Inflation edged higher in July, according to the Federal Reserve’s preferred inflation measure, indicating that President Donald Trump’s tariffs are weaning their way through the U.S. economy.
The personal consumption expenditures price index showed that core inflation, which excludes food and energy costs, ran at a 2.9% seasonally adjusted annual rate, according to a Commerce Department report Friday. That was up 0.1 percentage point from the June level but in line with the Dow Jones consensus forecast.
On a monthly basis, the core PCE index increased 0.3%, also in line with expectations. The all-items index showed the annual rate at 2.6% and the monthly gain at 0.2%, also hitting the consensus outlook.

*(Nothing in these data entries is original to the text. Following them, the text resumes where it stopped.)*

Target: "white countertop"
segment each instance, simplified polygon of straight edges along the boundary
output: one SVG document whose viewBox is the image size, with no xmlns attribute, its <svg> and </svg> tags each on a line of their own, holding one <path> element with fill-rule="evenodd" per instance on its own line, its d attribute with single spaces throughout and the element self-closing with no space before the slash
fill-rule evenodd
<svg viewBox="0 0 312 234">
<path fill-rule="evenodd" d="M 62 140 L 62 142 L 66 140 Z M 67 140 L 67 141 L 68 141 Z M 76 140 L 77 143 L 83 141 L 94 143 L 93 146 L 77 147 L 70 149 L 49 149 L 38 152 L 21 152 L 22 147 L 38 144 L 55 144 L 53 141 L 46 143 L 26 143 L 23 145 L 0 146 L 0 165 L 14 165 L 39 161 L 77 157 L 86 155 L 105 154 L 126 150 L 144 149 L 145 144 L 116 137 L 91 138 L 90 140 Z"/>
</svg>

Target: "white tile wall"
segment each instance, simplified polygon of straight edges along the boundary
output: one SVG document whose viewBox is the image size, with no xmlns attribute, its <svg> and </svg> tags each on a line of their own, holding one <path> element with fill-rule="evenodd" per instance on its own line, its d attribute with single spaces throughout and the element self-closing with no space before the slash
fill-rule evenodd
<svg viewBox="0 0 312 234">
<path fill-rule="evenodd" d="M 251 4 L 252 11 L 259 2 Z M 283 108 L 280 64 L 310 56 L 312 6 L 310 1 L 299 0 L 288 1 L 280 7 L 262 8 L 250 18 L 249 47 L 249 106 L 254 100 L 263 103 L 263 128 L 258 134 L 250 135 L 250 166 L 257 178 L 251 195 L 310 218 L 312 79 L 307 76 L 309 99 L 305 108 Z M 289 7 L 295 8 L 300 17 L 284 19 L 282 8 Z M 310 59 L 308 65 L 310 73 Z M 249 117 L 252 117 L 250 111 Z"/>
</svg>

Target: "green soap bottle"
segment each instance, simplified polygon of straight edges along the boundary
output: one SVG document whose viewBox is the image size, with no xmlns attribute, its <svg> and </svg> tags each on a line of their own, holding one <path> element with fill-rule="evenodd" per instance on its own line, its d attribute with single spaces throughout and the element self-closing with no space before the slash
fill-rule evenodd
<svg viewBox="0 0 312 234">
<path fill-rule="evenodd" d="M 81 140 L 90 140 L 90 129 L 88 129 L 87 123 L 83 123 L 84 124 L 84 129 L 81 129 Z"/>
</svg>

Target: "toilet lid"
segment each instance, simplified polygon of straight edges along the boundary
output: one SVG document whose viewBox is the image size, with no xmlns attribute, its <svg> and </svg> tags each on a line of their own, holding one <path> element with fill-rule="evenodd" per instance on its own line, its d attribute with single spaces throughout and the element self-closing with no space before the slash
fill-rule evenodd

The Fed uses the PCE price index as its primary forecasting tool. Though it watches both numbers, policymakers consider core inflation to be a better indicator of longer-term trends as it excludes the volatile gas and groceries figures.
Central bankers target inflation at 2%, so Friday’s report shows the economy still a distance from where the Fed feels comfortable.
Nevertheless, markets expect the Fed to resume lowering its benchmark interest rate when policymakers convene next month. Fed Governor Christopher Waller reiterated his support for a cut in a speech Thursday, saying he would entertain a larger move if labor market data continue weakening.
Along with the inflation moves, consumer spending increased 0.5% on the month, in line with forecasts and indicative of strength despite the higher prices. Personal income accelerated 0.4%, rounding out a report that saw all figures hit the consensus outlook.
Stock market futures remained negative after the release while Treasury yields held gains.